British common law, the 13th-century forerunner to the U.S. Declaration and Constitution, was founded on uniquely Christian principles. The idea of a sovereign being subject to the rule of law—and of the law being an authority in itself—has roots in Christianity’s notion of a natural law written on human hearts by the supreme Law-Giver. “This tradition,” writes one scholar, “is embodied, among other things, in the laws of King Alfred the Great, the creation of the Magna Carta, and the courts of equity. England's most celebrated jurists - including the likes of Blackstone, Coke and Fortescue - who made vast contributions to the English common law, often drew heavily from their Christian faith when expounding and developing what are now well established legal doctrines.” American colonists would appeal to these doctrines in their criticism of King George III, arguing that any law that contradicted natural law was invalid by definition. Hence “taxation without representation” was used to justify revolt, because the law—in this case, the Stamp Act–lacked a moral grounding.
Adding to the furor, the Great Awakening saw swarms of churches rediscover the two pillars of apostolic faith–fidelity to Scripture and a personal experience of the Holy Spirit–thereby undermining the authority of priest and polity... and later, the British Crown. As one source puts it, “The religious movement toward democracy in church matters, carried over to a movement toward democracy in political matters.” To galvanize support for the Revolution, leaders as various as Thomas Paine, John Witherspoon, Benjamin Franklin, and Thomas Jefferson appealed to Scriptures like 1 Samuel 8, Deuteronomy 17, and the book of Judges. In the words of Liberty University Professor Dr. Roger Schulz, to the founders, “kings were not absolute monarchs with unlimited power; they were kings under law, bound to God’s word as a constitution, and their powers were limited.”
It was also recognized that a government was only as good as its people.
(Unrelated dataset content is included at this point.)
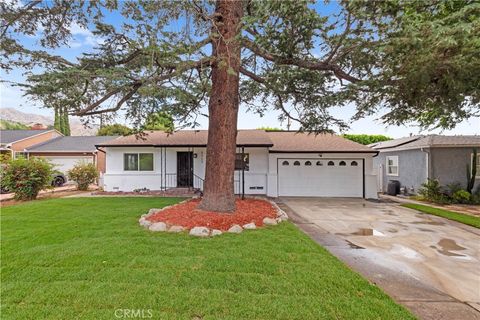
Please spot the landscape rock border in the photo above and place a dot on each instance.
(201, 231)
Without virtue, and its source in “true religion”, the founders knew the fledgling American Republic would collapse under the weight of its own moral contradictions. As a result, President George Washington made a very Christian Thanksgiving Day Proclamation in 1789 emphasizing the necessity of the faith to human flourishing. Thomas Jefferson would do the same in his Thanksgiving Day Proclamation as President ten years later.
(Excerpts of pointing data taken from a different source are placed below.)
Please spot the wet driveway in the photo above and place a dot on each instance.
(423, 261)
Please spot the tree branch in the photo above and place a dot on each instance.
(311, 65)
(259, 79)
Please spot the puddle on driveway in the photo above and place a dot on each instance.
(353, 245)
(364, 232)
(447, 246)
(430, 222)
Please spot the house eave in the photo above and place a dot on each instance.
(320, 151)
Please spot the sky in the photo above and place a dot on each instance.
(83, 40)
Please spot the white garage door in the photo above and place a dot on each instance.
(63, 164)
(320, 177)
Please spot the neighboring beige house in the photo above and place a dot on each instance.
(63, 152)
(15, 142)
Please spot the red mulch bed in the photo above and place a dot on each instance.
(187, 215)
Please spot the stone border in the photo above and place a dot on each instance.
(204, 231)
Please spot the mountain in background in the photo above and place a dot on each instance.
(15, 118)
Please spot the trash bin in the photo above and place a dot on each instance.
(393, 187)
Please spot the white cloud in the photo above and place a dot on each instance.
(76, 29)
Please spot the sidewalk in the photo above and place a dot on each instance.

Of course, history is complex. Christianity was used to justify savage bloodlettings like the crusades and the inquisition, and natural law was categorically ignored in the case of slavery, in which some human beings were considered less equal than others. But we must remember that the actions of a few bad actors and a corrupt state church could never stop the logical conclusion of a shared Christian morality–a better civilization for all based on God’s equal regard for all human beings.
Some may argue that these societal changes could have easily come about through atheism, that Christianity contributed to the development of Western morality only by accident, and that parallel streams of thought empty into the same body of moral knowledge. However, to the extent secular ideologies promote human rights, they borrow from Christianity what they don’t earn. The trend toward equal rights did not begin with the Enlightenment in the 17th century or humanism in the 20th—it began in the first century with the crucifixion of a Jewish carpenter. It began with God.